Marijuana-related products raise liability concernsReprints
Marijuana-infused gummy bears anyone?
That is one of the so-called “edibles” in the marijuana industry that makes insuring its product liability risks particularly challenging, experts say.
The “high” that marijuana products produce in various forms could lead to mishaps that create liability issues for its manufacturers and retailers, they say.
Cannabis is like alcohol, where “you’ve got many dozens” of psychoactive ingredients, “many of them being marketed to a whole new crowd of people,” said Ian A. Stewart, a partner with Wilson Elser Moskowitz Edelman & Dicker L.L.P. in Los Angeles.
Possible claims could include mislabeling and misrepresentations about its psychological effect, he said.
“The onsite consumption risks are huge,” he said. In the “edibles” market, where marijuana is presented to be consumed like food, the effect is more intense than smoking, while also “most likely to be consumed by newbies, people without a history of smoking,” who are drawn to these products, he said.
Let’s say you have half a gummy bear and “nothing’s happening,” so you take some more, said John G. Clarke, senior vice president of marketing for Richmond, Virginia-based James River Insurance Co.
Two-and-a-half hours later, “you’re really, really high.
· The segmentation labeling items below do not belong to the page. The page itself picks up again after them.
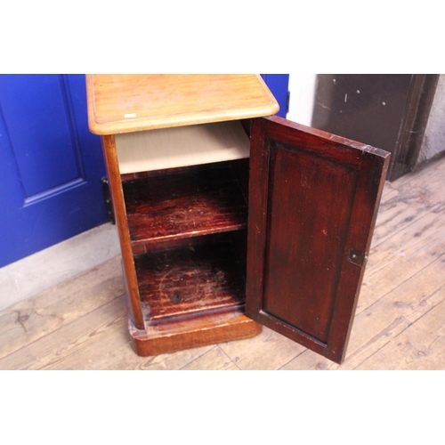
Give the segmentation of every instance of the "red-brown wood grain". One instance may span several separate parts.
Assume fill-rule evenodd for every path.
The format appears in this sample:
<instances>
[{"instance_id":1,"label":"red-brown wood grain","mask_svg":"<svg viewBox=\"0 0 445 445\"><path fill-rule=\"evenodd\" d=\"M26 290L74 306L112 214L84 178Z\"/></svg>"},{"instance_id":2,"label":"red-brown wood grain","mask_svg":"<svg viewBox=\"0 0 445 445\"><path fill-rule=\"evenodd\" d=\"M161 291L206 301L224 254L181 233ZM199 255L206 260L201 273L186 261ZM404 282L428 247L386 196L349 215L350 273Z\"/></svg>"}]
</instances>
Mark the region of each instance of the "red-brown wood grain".
<instances>
[{"instance_id":1,"label":"red-brown wood grain","mask_svg":"<svg viewBox=\"0 0 445 445\"><path fill-rule=\"evenodd\" d=\"M105 166L107 167L107 175L109 182L109 191L116 216L116 225L117 226L119 235L124 275L125 278L125 290L130 302L129 317L138 329L144 329L144 320L139 299L139 287L130 244L130 233L126 220L115 138L113 135L101 136L101 143Z\"/></svg>"},{"instance_id":2,"label":"red-brown wood grain","mask_svg":"<svg viewBox=\"0 0 445 445\"><path fill-rule=\"evenodd\" d=\"M182 168L123 182L134 254L150 244L240 230L247 204L231 163Z\"/></svg>"},{"instance_id":3,"label":"red-brown wood grain","mask_svg":"<svg viewBox=\"0 0 445 445\"><path fill-rule=\"evenodd\" d=\"M246 277L230 241L135 257L146 325L244 307Z\"/></svg>"},{"instance_id":4,"label":"red-brown wood grain","mask_svg":"<svg viewBox=\"0 0 445 445\"><path fill-rule=\"evenodd\" d=\"M255 119L247 315L343 360L388 159L279 117Z\"/></svg>"}]
</instances>

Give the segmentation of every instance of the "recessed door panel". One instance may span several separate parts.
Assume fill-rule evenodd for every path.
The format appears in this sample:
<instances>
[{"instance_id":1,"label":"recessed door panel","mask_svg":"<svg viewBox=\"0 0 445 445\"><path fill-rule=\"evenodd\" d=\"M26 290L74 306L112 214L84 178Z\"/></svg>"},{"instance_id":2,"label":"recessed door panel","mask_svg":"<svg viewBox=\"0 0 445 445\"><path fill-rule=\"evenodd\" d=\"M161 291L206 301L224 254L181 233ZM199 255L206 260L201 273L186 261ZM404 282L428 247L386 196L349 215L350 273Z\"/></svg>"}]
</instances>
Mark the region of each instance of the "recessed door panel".
<instances>
[{"instance_id":1,"label":"recessed door panel","mask_svg":"<svg viewBox=\"0 0 445 445\"><path fill-rule=\"evenodd\" d=\"M247 313L340 362L389 154L277 117L251 141Z\"/></svg>"}]
</instances>

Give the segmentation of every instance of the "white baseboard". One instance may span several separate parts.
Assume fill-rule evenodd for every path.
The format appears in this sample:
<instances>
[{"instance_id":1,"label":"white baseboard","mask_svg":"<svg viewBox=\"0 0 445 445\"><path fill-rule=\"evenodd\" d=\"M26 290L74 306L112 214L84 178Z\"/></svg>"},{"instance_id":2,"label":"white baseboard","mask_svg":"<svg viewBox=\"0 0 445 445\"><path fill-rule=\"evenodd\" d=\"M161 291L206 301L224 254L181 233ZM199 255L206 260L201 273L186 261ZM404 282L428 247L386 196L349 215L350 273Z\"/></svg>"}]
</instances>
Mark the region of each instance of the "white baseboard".
<instances>
[{"instance_id":1,"label":"white baseboard","mask_svg":"<svg viewBox=\"0 0 445 445\"><path fill-rule=\"evenodd\" d=\"M92 229L0 269L0 311L120 255L117 230Z\"/></svg>"}]
</instances>

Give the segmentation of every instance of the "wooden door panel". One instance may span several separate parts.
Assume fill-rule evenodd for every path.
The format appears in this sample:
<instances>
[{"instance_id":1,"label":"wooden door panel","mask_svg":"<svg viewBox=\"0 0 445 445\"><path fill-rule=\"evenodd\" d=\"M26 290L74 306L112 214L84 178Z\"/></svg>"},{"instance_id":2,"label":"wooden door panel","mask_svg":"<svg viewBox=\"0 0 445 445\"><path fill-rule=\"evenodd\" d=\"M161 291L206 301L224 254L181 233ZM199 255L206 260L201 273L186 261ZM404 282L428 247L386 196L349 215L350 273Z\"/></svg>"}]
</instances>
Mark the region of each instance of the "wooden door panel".
<instances>
[{"instance_id":1,"label":"wooden door panel","mask_svg":"<svg viewBox=\"0 0 445 445\"><path fill-rule=\"evenodd\" d=\"M255 120L247 315L343 359L388 156L279 117Z\"/></svg>"}]
</instances>

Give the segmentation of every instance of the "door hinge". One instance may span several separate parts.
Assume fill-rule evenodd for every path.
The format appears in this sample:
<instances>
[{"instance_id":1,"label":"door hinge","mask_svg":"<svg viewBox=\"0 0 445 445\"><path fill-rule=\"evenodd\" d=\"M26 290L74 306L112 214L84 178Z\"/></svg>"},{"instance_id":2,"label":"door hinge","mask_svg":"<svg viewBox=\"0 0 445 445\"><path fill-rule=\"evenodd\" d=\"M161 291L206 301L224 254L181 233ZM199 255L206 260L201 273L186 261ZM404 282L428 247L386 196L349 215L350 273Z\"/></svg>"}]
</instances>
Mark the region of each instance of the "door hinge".
<instances>
[{"instance_id":1,"label":"door hinge","mask_svg":"<svg viewBox=\"0 0 445 445\"><path fill-rule=\"evenodd\" d=\"M116 219L115 219L114 211L113 211L113 202L111 201L111 193L109 192L109 179L108 178L101 178L101 182L102 184L103 198L105 200L105 207L107 208L109 221L112 224L116 224Z\"/></svg>"}]
</instances>

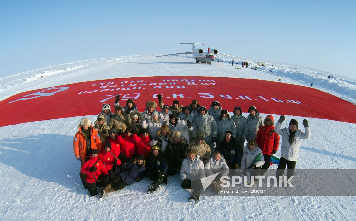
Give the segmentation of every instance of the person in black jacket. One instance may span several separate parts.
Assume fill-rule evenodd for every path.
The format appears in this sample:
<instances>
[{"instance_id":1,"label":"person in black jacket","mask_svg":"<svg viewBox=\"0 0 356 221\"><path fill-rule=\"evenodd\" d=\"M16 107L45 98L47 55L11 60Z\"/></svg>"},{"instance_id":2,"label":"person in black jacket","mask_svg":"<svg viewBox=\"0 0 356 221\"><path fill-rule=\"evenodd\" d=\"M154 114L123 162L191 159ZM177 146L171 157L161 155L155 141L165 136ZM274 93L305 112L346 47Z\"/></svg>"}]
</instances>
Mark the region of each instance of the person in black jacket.
<instances>
[{"instance_id":1,"label":"person in black jacket","mask_svg":"<svg viewBox=\"0 0 356 221\"><path fill-rule=\"evenodd\" d=\"M162 182L167 184L168 164L164 154L157 145L154 145L151 148L147 164L150 169L146 173L146 177L153 181L148 185L147 193L151 193Z\"/></svg>"},{"instance_id":2,"label":"person in black jacket","mask_svg":"<svg viewBox=\"0 0 356 221\"><path fill-rule=\"evenodd\" d=\"M169 164L168 174L174 176L177 173L177 169L180 170L182 162L185 158L184 153L188 144L179 131L173 132L169 140L171 142L166 149L164 155Z\"/></svg>"},{"instance_id":3,"label":"person in black jacket","mask_svg":"<svg viewBox=\"0 0 356 221\"><path fill-rule=\"evenodd\" d=\"M238 168L241 164L243 148L231 135L231 131L225 132L225 142L221 142L216 150L222 154L229 168Z\"/></svg>"},{"instance_id":4,"label":"person in black jacket","mask_svg":"<svg viewBox=\"0 0 356 221\"><path fill-rule=\"evenodd\" d=\"M98 195L101 198L105 193L120 190L126 185L131 185L134 181L139 182L145 178L146 164L145 157L139 155L134 161L121 164L120 172L109 181L109 184L103 189L99 190Z\"/></svg>"}]
</instances>

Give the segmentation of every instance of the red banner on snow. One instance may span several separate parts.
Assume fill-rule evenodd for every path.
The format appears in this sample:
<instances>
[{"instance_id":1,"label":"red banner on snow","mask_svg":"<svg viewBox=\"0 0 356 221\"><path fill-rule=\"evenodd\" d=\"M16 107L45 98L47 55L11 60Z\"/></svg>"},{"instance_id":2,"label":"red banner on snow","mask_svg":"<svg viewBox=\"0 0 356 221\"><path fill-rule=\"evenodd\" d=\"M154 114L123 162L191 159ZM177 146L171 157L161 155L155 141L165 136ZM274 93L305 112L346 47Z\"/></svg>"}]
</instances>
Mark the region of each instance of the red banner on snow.
<instances>
[{"instance_id":1,"label":"red banner on snow","mask_svg":"<svg viewBox=\"0 0 356 221\"><path fill-rule=\"evenodd\" d=\"M99 114L103 103L111 104L114 112L118 94L122 98L120 105L132 99L140 111L148 101L158 103L157 94L161 94L169 105L174 100L186 106L197 99L208 109L211 101L218 101L230 112L235 106L246 112L254 106L261 113L356 123L356 106L313 88L253 79L169 76L95 81L20 93L0 102L0 126Z\"/></svg>"}]
</instances>

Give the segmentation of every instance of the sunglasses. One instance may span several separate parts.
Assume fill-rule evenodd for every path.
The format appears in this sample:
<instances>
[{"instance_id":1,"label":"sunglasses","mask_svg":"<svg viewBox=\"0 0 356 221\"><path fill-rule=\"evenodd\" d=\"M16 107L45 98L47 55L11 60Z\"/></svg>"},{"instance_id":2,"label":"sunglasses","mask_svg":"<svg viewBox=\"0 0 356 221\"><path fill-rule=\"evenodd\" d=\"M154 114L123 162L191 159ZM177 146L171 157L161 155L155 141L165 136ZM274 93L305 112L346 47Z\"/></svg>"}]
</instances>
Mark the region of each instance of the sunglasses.
<instances>
[{"instance_id":1,"label":"sunglasses","mask_svg":"<svg viewBox=\"0 0 356 221\"><path fill-rule=\"evenodd\" d=\"M157 146L153 146L152 147L152 149L153 150L159 150L159 148Z\"/></svg>"}]
</instances>

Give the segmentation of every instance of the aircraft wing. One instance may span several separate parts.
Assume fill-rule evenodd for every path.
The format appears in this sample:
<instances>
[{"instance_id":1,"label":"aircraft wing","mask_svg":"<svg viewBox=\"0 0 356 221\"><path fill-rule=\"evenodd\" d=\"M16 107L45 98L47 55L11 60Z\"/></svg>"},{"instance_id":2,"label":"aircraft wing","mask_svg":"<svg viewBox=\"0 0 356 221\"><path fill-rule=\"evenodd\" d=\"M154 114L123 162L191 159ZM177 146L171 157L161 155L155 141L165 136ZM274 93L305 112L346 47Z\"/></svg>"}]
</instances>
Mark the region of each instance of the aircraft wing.
<instances>
[{"instance_id":1,"label":"aircraft wing","mask_svg":"<svg viewBox=\"0 0 356 221\"><path fill-rule=\"evenodd\" d=\"M161 56L167 56L167 55L186 55L187 54L192 54L194 53L193 51L189 52L183 52L182 53L177 53L176 54L169 54L169 55L159 55L156 57L161 57Z\"/></svg>"},{"instance_id":2,"label":"aircraft wing","mask_svg":"<svg viewBox=\"0 0 356 221\"><path fill-rule=\"evenodd\" d=\"M220 54L220 53L218 53L217 54L217 55L225 55L225 56L230 56L230 57L237 57L237 58L242 58L242 59L244 59L244 58L241 57L236 57L236 56L232 56L232 55L224 55L224 54Z\"/></svg>"}]
</instances>

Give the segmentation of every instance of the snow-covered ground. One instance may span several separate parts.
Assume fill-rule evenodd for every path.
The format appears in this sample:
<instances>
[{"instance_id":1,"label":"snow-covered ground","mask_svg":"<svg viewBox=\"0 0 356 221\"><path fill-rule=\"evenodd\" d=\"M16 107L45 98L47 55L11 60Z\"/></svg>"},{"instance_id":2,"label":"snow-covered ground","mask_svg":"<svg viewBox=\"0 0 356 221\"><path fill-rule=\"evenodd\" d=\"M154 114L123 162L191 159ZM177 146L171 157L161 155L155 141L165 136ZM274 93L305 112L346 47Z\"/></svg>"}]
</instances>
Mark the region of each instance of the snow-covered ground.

The good news is that for most people, tomorrow morning you’re going to feel just fine,” which is not a problem — unless you are driving, he said.
There is also the issue of pesticides in marijuana’s growing phase, he said.
In addition, “there’s manufacturing issues, just like any other product being manufactured that’s ingested.” Product liability is the “scariest type” of marijuana claim because not only is it an issue of public safety, but if a claim is disputed it can lead to up to two years of litigation, and is most likely to put a company out of business, said Ronnie Cabral, cannabis group practice leader at San Francisco-based wholesale broker Crouse & Associates Insurance Services.